「それじゃあ話し合いを始めるわよ」
紫の号令で開始した話し合い。幻想郷の妖怪達が結託して合体し、強力な妖怪になる時期に当たった俺達。白玉楼にいる龍哉達や紅魔館の美鈴(門番中)を除く全員。人里にいる慧音や、永遠亭の永琳と鈴仙。そして地底と妖怪の山の奴ら。幻想郷のすべての場所のリーダー格が全員揃って話し合った。霊夢もいるにはいるがこの状態なのでその話は記録してあとから話すことにした。
「今回の妖怪達の結託は幻想郷を崩壊させかねない重要事。その管理者はとんでもない状態になってるから、代わりに魔理沙にも聞いてもらうわ」
「もう言わないでくれ。反省してるんだ」
「まあいいわ。ここの図書館に幻想郷の歴史の本があって、それを探っていたら妖怪達の結託と融合により人間達に被害をもたらすというものがあったの」
ザワザワしているが仕方ないことだろう。唯一経験してるのは紫と永琳だけだ。その2人はまたかと言った表情だ。
「今回の異変の続きだと考えればいいわ。それで対策を練らないといけないのだけれど、紅魔館と地霊殿。そして白玉楼。この3箇所はいいけど問題は『人里』『永遠亭』そして、『博麗神社』。この3箇所は危険だわ。特に博麗神社はね」
それは理解している。その歴史を俺は知っているからだ。
「さらに永遠亭は妖怪人間問わず治療をするから信頼があって狙われる可能性は限りなく低い。問題は残りの2箇所」
博麗神社は俺たち2人だけでは守りきれないし、最悪幻想郷全体まとめて破壊できるほどの力を持つ可能性もあった。幻想郷を破壊するにはその境目である場所を攻撃するのが1番手っ取り早い。ここにいる全員理解しているが、全ての妖怪は幻想郷の人間を食べることが許されていない。その代わりとして紫がさらってきた人間を食べるのだ。もちろん普通の力の弱い妖怪がそれで満足するわけがない。そいつらが集合して強くなる。数は多ければ多いほど強くなる。この世界の倫理だ。それが1つとなるのだから強さは桁違い。前に起きた時は恨みや憎しみを持つ妖怪が少なかったため紫と幽々子。そして月の賢者である永琳で抑え込めた。ただし今回はそううまくは行かないそうだ。
「人里が潰れれば幻想郷を維持出来ない。最悪博麗神社自体壊されても直せばいいから人里優先で防衛しようと思うのだけど」
この作戦は俺が会議開始前紫に言った作戦。結界は結界組(紫・俺・霊夢)でなんとかなる。
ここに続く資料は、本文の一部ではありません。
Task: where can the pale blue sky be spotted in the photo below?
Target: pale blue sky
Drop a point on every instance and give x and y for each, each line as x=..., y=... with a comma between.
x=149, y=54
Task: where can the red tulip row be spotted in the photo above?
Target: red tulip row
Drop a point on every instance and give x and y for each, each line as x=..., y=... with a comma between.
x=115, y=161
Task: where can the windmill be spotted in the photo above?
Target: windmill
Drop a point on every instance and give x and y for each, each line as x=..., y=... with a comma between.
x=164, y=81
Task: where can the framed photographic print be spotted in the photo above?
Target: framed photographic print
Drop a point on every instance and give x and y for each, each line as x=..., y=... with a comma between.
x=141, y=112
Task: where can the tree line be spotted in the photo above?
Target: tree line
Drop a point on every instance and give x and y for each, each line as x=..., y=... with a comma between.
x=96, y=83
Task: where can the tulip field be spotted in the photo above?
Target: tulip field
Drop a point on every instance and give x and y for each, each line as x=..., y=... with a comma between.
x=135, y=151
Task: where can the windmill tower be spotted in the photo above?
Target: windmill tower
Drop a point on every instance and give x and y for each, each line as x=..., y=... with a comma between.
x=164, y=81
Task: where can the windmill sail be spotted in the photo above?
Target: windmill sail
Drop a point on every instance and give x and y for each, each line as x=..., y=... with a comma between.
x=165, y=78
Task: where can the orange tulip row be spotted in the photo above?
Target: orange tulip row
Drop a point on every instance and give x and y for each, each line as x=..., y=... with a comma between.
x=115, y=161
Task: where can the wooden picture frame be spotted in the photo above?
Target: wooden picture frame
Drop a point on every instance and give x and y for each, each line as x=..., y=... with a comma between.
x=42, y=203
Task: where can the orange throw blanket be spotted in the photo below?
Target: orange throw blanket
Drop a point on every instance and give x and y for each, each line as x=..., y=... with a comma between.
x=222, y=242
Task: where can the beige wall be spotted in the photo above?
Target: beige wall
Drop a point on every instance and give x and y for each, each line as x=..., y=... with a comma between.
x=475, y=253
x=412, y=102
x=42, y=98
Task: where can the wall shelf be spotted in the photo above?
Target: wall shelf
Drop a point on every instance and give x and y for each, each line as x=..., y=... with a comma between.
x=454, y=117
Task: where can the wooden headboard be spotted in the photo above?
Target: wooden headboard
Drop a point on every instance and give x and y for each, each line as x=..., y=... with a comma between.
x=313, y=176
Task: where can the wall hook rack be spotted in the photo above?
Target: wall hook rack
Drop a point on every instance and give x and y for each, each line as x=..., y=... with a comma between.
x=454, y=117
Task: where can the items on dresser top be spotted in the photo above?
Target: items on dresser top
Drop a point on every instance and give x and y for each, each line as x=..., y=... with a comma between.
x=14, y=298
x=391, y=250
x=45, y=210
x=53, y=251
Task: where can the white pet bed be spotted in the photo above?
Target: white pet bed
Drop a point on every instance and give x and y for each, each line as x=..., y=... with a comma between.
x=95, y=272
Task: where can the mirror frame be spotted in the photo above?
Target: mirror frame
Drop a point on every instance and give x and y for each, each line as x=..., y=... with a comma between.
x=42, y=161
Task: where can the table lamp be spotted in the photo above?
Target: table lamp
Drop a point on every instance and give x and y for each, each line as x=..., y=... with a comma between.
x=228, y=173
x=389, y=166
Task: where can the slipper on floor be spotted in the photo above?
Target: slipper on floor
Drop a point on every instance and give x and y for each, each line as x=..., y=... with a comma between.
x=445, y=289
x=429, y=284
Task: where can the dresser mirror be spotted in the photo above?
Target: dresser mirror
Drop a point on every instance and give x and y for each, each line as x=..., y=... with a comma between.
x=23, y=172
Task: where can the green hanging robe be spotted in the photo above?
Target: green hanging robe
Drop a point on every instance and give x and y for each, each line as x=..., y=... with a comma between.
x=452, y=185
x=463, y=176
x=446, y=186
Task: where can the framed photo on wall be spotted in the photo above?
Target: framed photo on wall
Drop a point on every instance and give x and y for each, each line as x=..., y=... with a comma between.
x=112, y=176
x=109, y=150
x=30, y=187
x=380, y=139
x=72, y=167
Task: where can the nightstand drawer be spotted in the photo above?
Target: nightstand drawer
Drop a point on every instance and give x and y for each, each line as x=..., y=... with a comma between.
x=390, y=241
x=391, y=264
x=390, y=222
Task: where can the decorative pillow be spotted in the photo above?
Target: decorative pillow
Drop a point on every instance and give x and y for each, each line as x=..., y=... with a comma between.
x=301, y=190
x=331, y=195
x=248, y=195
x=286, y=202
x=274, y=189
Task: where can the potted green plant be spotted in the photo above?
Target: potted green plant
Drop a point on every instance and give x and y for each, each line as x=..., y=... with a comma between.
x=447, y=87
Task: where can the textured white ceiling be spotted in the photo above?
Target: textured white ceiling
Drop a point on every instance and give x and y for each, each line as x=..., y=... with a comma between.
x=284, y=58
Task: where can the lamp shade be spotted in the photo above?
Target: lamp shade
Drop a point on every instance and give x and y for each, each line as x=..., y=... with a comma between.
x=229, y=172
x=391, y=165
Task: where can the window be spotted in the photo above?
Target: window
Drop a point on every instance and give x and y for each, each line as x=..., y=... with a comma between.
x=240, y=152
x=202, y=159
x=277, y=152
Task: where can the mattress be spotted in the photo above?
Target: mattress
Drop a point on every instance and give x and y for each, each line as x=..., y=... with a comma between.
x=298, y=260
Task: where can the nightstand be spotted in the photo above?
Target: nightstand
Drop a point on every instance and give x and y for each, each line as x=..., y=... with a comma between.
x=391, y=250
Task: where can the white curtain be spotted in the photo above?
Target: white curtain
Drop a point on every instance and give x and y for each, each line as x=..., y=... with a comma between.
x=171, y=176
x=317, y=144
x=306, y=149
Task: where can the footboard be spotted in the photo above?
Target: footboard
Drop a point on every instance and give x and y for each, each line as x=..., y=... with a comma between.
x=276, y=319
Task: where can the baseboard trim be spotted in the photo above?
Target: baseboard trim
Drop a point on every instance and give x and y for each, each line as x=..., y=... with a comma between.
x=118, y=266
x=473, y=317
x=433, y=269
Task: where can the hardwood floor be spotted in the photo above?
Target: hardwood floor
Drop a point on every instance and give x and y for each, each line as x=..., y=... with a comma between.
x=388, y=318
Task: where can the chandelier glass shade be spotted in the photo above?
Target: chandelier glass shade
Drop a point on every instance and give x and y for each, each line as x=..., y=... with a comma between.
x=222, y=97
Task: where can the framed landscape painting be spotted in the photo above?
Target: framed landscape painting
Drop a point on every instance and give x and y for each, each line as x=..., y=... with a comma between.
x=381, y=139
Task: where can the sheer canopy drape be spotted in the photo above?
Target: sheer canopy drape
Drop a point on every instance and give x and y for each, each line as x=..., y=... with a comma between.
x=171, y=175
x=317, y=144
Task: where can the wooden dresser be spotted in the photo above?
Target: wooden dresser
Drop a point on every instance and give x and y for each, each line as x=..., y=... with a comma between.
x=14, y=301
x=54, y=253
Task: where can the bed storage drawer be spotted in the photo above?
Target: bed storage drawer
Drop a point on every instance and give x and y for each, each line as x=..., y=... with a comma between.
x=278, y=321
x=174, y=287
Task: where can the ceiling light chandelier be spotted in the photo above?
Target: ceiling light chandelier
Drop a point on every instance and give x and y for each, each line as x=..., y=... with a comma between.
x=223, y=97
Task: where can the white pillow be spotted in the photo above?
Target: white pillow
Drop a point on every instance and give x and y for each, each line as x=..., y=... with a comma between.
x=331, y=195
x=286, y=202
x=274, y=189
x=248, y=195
だから人里を優先すべきと判断した。
「おい!そんな事したら!」
「そうよ!そんなことすれば…」
そう。この作戦の弱点。それは戦力の減少にある。博麗神社は後回し。それはつまりそこにいるやつだけで防衛するということ。人里に前に張った結界が破られるという事で完全な実力任せの戦闘になる。
「ん?あれ?私なんでこんな所にいるの?」
グッドタイミング。霊夢が正気に戻ったようだ。別にこのままでもよかったが、手間が省けて助かった。戻った瞬間だけとても和む雰囲気になったがそのめんどくさい状態は異変が終わったらという事にして話を続けた。
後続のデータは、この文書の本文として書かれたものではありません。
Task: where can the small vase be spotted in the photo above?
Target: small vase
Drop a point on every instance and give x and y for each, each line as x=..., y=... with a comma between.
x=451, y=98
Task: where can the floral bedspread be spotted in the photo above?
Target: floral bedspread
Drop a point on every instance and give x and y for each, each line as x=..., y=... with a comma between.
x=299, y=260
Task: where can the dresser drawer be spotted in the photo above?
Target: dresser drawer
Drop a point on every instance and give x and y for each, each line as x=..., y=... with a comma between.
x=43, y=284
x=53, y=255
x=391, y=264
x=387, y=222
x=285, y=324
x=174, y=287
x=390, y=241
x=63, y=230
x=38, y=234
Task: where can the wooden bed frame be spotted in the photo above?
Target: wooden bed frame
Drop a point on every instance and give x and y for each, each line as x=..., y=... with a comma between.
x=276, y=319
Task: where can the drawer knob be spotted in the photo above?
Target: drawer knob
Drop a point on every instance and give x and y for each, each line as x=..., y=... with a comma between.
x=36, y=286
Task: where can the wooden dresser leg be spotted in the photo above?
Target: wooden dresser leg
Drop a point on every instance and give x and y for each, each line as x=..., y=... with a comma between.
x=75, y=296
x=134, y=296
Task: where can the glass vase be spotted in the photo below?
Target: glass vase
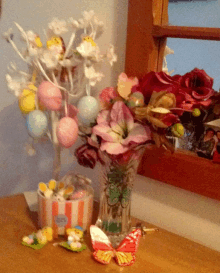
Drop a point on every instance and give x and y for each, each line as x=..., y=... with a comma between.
x=118, y=174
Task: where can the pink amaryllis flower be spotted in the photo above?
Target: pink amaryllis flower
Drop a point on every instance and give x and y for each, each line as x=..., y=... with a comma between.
x=118, y=131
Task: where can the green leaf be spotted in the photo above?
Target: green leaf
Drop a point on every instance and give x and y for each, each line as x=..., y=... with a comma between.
x=114, y=194
x=125, y=197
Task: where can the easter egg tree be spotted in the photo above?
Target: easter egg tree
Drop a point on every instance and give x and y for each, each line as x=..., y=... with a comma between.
x=60, y=76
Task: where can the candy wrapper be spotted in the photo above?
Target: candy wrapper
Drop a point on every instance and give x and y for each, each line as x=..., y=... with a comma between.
x=75, y=241
x=124, y=254
x=65, y=204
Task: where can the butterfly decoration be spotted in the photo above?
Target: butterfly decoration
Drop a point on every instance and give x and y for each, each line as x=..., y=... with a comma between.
x=124, y=254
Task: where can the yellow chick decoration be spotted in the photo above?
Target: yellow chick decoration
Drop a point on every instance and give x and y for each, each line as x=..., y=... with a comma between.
x=89, y=40
x=38, y=239
x=48, y=232
x=38, y=41
x=27, y=99
x=56, y=44
x=76, y=230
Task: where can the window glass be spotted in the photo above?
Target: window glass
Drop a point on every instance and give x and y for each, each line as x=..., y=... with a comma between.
x=203, y=13
x=189, y=54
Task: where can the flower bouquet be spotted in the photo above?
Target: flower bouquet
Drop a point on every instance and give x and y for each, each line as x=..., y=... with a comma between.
x=135, y=114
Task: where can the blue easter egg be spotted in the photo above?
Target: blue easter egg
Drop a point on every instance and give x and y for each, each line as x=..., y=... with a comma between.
x=37, y=123
x=88, y=108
「私もそれで構わないわ。自分の身くらい自分で守れるし、最悪紫呼べばスキマで逃げれるし」
あっさり受諾。
「ダメだ霊夢!そんなの自殺行為だ!いくら不老不死の体でも死ぬことは知っているはずだ!」
「別に構わないわ。それが博麗の巫女の仕事なんだもの」
霊夢は自分の命は軽く捨てる癖がある。そこは直して欲しい。
「大丈夫。霊夢とみんなは死んでも俺が守る」
これが幻想郷に入る時に霊夢と紫に出した条件だ。そしてもう1つ。
「みんな覚えてるか?異変解決後言ったこと」
「覚えてるわよ。『1回だけなにか頼んだ時それを必ず受け入れる』でしょ?」
「それを今全員に使う。今言った俺の作戦とこの異変が解決するまで俺の言う命令に逆らうな」
皆が反発しないわけはない。しかし、この幻想郷の中でいくら束になっても俺に勝てる奴はいない。今回の妖怪の件は別だが、魔理沙たちのような主要メンバーで敵う奴はいない。もし逆らうなら俺を倒してからにしろ。
「ぐっ!」
「その作戦を前提に話を進めるわ。まず人里は防御に徹しましょう。絶対に攻勢に出てはいけない。博麗神社はあなたに任せるわ。それで本当にいいのね?」
「俺が出した条件だし、もちろんだ」
話し合いは続き、最終段階の作戦の説明に入ろうとした時。
「………ちょっと待って?」
先程まで話していたのは博麗の巫女の損失は幻想郷で1番の問題。霊夢は紫たちのような妖怪以外にも割と好かれているので、霊夢は死なせるわけには行かないため最悪のことを考えて死にかけた場合逃がすというものだった。この条件で反発していた奴らは全員了承したはずだったがこの作戦の深い意味を理解しているのは俺以外だと紫、幽々子、さとり、永琳だけだった。そしてこのタイミングで発言してきたところを見るに、霊夢も気づいたようだ。
「あなたまさか…!」
「そうだよ。たとえお前でもさっきの条件には従ってもらう。約束だったはずだが?」
この作戦の最大の目的は守ること。俺は俺自身を犠牲にしても守るという原理に基づいてできている。倒せなかった場合紫に頼んで俺ごと封印することにした。人間に封印術は通用するので封印を食らうということは死ぬということと同じなのだ。まあ、最悪の場合だしその点に関しては心配ないだろう。
「いやよ!私はまた誰かを失わないといけないの!?」
「………」
紫から聞いたが先代の博麗の巫女。確か名前は博麗霊奈だったか。霊奈さんは異変解決後突然と姿を消し、未だ行方不明だという。もちろん紫も相談されたそうだが見つけられなかったそうだ。その事を思い出した俺だったがこれが俺の持てる最高の策だった。これ以外にやり方が思いつかない。確かにもう少しみんなといたい。でも龍哉と彩夏も死ぬのは覚悟の上で今ここに立っている。命は尊い物。俺も生きている物だからその権利は平等にある。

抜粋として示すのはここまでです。